Thanks for the feedback, guys. I spent many hours last night researching this deal and am becoming set on the Riptide ST80 iPilot. Yep, sure is pricey - around $1400. But a 2 yr factory warranty is impressive. So is being able to fish from a tower or console and control the bowmounted motor. I like the idea of the unit recording gps tracks and making the same troll at any selected speed, while compensating for wind/tide, along an uneven drop or shoreline time after time. Unfortunately, I think it will only store 6 tracks in memory - I can think of 20 that I'd like to record. And the automatic 'anchor in place', again compensating for wind/tide, whenever commanded will be very useful.

A quick disconnect will certainly be a necessity on a RFL to keep this baby from getting beaten up.


----------



## Trappezoid2021 (Jun 27, 2011)

*I-Pilot Trolling motor*

Good selection FD, I have the same one and love it,,,what I like about it also is when I take the little lady fishing,,,ie.. she dont like to wade.. and the old tiller type was controlled from the front of the boat where she tends to fish because I have a the casting platform at rear of the boat, now I can stay on the platform and make all the tracks I like,,,much more fun and easier....plus I now get to fish also...I got Steve @ FTU to install mine and actually bought it from him,,,he did me right,,,like you said expensive,,,but monies well spent in my book.
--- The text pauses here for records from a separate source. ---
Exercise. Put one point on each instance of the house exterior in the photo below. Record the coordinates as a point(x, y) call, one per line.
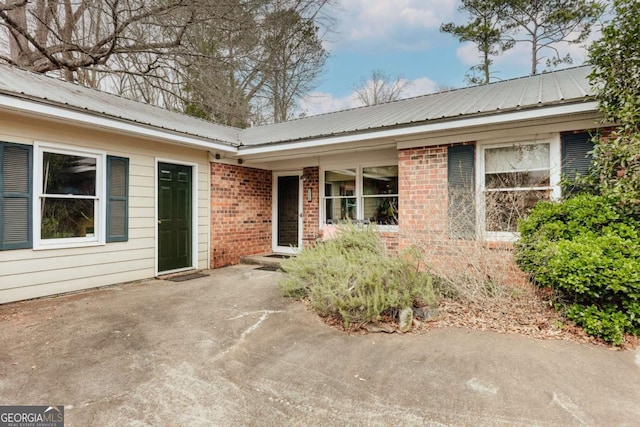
point(97, 190)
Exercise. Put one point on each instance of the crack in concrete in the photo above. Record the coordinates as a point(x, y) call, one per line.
point(482, 388)
point(265, 314)
point(570, 407)
point(249, 330)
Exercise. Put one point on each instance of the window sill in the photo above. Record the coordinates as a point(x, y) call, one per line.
point(67, 245)
point(502, 237)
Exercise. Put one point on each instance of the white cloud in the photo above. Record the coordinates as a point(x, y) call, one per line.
point(417, 87)
point(320, 103)
point(396, 23)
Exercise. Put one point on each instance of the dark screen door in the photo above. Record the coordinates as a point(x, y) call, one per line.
point(174, 216)
point(288, 211)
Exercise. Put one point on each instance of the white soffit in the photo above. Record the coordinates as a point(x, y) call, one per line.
point(495, 119)
point(86, 119)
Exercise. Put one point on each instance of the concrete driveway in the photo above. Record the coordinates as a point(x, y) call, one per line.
point(228, 350)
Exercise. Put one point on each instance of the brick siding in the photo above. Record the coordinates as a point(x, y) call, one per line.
point(424, 219)
point(310, 209)
point(240, 213)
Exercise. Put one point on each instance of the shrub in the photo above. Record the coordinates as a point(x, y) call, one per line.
point(589, 252)
point(352, 278)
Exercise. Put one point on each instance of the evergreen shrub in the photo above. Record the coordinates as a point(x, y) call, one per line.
point(589, 252)
point(351, 277)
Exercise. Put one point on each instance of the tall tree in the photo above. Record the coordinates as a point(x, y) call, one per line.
point(220, 60)
point(379, 88)
point(546, 23)
point(485, 30)
point(72, 35)
point(616, 79)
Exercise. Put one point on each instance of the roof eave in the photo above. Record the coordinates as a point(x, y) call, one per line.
point(583, 105)
point(54, 111)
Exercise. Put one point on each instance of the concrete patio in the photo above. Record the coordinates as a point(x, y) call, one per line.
point(227, 349)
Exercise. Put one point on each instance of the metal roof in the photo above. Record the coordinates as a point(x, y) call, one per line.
point(52, 91)
point(547, 89)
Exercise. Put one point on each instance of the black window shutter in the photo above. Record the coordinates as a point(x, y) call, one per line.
point(576, 157)
point(461, 183)
point(117, 199)
point(16, 188)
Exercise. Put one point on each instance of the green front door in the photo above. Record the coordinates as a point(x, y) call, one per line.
point(174, 217)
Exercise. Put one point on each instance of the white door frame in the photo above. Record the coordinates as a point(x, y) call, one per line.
point(274, 214)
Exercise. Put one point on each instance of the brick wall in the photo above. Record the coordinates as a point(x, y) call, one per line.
point(422, 176)
point(423, 220)
point(240, 213)
point(310, 209)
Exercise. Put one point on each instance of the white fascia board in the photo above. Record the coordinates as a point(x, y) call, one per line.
point(494, 119)
point(146, 131)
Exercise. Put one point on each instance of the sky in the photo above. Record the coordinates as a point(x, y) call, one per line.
point(402, 39)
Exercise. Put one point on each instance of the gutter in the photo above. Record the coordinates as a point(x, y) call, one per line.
point(490, 118)
point(146, 131)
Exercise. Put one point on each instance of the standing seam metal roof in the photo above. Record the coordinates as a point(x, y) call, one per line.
point(554, 88)
point(37, 87)
point(547, 89)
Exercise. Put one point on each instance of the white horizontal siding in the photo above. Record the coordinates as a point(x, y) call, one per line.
point(27, 273)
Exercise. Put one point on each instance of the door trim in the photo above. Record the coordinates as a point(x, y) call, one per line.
point(194, 214)
point(274, 213)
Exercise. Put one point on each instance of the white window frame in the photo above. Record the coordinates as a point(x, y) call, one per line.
point(99, 221)
point(359, 192)
point(554, 179)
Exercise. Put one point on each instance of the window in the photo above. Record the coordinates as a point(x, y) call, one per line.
point(81, 197)
point(15, 196)
point(514, 178)
point(69, 202)
point(363, 193)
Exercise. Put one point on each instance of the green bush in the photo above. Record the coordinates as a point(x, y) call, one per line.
point(352, 278)
point(589, 252)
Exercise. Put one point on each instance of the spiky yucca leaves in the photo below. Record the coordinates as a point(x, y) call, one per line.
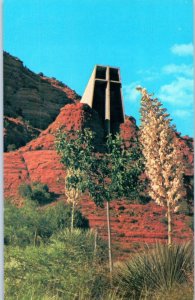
point(65, 268)
point(163, 160)
point(155, 269)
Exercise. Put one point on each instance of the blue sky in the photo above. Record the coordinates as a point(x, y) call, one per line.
point(150, 40)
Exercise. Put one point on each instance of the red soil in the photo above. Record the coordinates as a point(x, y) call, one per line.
point(132, 225)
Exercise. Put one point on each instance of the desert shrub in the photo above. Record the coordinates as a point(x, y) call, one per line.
point(37, 191)
point(25, 190)
point(66, 268)
point(155, 269)
point(11, 147)
point(31, 225)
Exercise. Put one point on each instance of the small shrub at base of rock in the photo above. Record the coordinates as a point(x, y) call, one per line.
point(37, 191)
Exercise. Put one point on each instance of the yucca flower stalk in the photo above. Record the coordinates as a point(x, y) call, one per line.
point(72, 193)
point(163, 160)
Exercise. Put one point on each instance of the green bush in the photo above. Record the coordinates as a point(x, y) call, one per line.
point(25, 190)
point(11, 147)
point(66, 268)
point(37, 191)
point(155, 269)
point(32, 225)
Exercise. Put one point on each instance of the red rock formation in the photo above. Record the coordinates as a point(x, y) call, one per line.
point(17, 133)
point(34, 97)
point(132, 225)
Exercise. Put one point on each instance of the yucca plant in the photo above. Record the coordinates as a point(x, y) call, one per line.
point(155, 269)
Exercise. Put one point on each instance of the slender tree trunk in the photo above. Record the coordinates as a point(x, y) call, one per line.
point(109, 237)
point(169, 225)
point(35, 238)
point(72, 217)
point(95, 243)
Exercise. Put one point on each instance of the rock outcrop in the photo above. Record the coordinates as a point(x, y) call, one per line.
point(34, 98)
point(132, 225)
point(17, 133)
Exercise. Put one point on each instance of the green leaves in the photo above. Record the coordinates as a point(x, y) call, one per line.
point(105, 176)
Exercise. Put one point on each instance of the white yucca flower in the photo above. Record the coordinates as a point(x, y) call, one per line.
point(163, 161)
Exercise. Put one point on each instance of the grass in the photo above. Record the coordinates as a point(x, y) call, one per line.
point(158, 269)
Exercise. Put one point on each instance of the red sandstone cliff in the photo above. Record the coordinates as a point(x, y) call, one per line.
point(132, 224)
point(34, 98)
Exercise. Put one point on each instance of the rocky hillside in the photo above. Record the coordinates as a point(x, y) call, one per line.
point(35, 107)
point(32, 98)
point(132, 225)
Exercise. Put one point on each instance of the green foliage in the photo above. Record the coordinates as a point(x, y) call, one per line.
point(11, 147)
point(25, 190)
point(112, 174)
point(67, 268)
point(37, 192)
point(156, 269)
point(30, 225)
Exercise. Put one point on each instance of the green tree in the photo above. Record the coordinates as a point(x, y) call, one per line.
point(75, 149)
point(105, 176)
point(163, 160)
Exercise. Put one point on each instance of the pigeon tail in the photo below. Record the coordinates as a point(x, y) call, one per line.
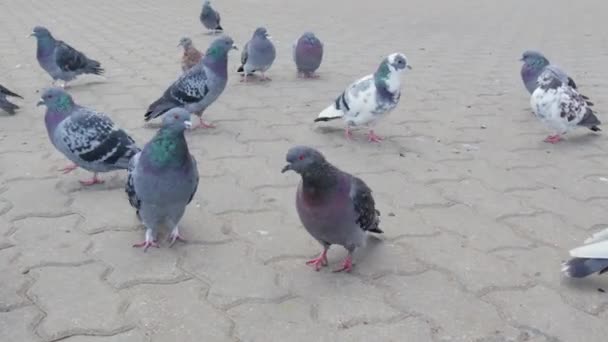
point(583, 267)
point(93, 67)
point(591, 121)
point(330, 113)
point(8, 107)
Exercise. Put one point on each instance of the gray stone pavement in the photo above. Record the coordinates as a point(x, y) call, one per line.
point(477, 221)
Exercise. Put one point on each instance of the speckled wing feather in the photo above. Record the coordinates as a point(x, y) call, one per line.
point(93, 138)
point(368, 217)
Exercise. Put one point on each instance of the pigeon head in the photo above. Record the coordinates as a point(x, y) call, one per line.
point(261, 32)
point(534, 58)
point(177, 119)
point(41, 32)
point(56, 99)
point(303, 159)
point(220, 47)
point(185, 42)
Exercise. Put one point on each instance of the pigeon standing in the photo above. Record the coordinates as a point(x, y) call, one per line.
point(307, 54)
point(590, 258)
point(199, 87)
point(258, 54)
point(560, 107)
point(60, 60)
point(163, 178)
point(191, 55)
point(210, 18)
point(5, 104)
point(334, 206)
point(369, 98)
point(88, 138)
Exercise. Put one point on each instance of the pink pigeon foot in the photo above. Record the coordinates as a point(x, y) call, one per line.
point(319, 262)
point(92, 181)
point(347, 265)
point(553, 139)
point(372, 137)
point(69, 168)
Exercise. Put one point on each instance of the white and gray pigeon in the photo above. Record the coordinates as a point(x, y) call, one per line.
point(163, 178)
point(197, 88)
point(60, 60)
point(258, 54)
point(87, 138)
point(535, 63)
point(560, 107)
point(210, 18)
point(590, 258)
point(370, 98)
point(335, 207)
point(5, 104)
point(307, 54)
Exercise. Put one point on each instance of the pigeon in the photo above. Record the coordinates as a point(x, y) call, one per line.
point(191, 55)
point(163, 178)
point(258, 54)
point(60, 60)
point(534, 65)
point(199, 87)
point(590, 258)
point(307, 54)
point(210, 18)
point(368, 99)
point(335, 207)
point(5, 104)
point(561, 107)
point(87, 138)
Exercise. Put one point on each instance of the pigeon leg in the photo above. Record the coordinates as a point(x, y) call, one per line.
point(174, 236)
point(94, 180)
point(69, 168)
point(553, 139)
point(320, 261)
point(372, 137)
point(149, 242)
point(347, 264)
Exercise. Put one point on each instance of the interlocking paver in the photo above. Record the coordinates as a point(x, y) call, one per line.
point(478, 212)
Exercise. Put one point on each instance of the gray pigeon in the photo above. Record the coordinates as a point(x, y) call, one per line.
point(60, 60)
point(590, 258)
point(258, 54)
point(197, 88)
point(210, 18)
point(370, 98)
point(334, 206)
point(560, 107)
point(307, 54)
point(163, 178)
point(5, 104)
point(88, 138)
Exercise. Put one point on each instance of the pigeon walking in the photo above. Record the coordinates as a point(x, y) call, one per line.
point(334, 206)
point(191, 55)
point(199, 87)
point(163, 178)
point(88, 138)
point(5, 104)
point(210, 18)
point(60, 60)
point(308, 54)
point(370, 98)
point(258, 54)
point(560, 107)
point(590, 258)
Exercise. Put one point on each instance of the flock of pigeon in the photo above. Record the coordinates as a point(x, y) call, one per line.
point(334, 206)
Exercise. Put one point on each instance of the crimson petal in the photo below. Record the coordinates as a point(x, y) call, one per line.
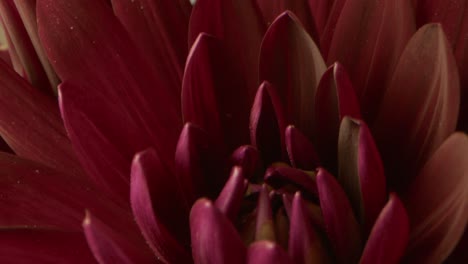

Hope you enjoy it as much as I have so for....

TZD


----------



## Dgeddings (Sep 16, 2010)

great choice, one tip on the IPilot's anchor ability to get it working the best, go towards the spot you want to stop at bow into the wind/current whichever is stronger and get going less than .3mph before you hit it, the biggest complaint i hear about that feature is Oh my boats moving around to much, well it saves the coords of the trolling motor not the boat so anything you can do to keep the trolling motor in the same spot ideal, I use mine a ton and it's been probably the best upgrade I've gotten over the last couple years


----------



## Fishdog (Jun 22, 2004)

Thanks guys for the tips.


----------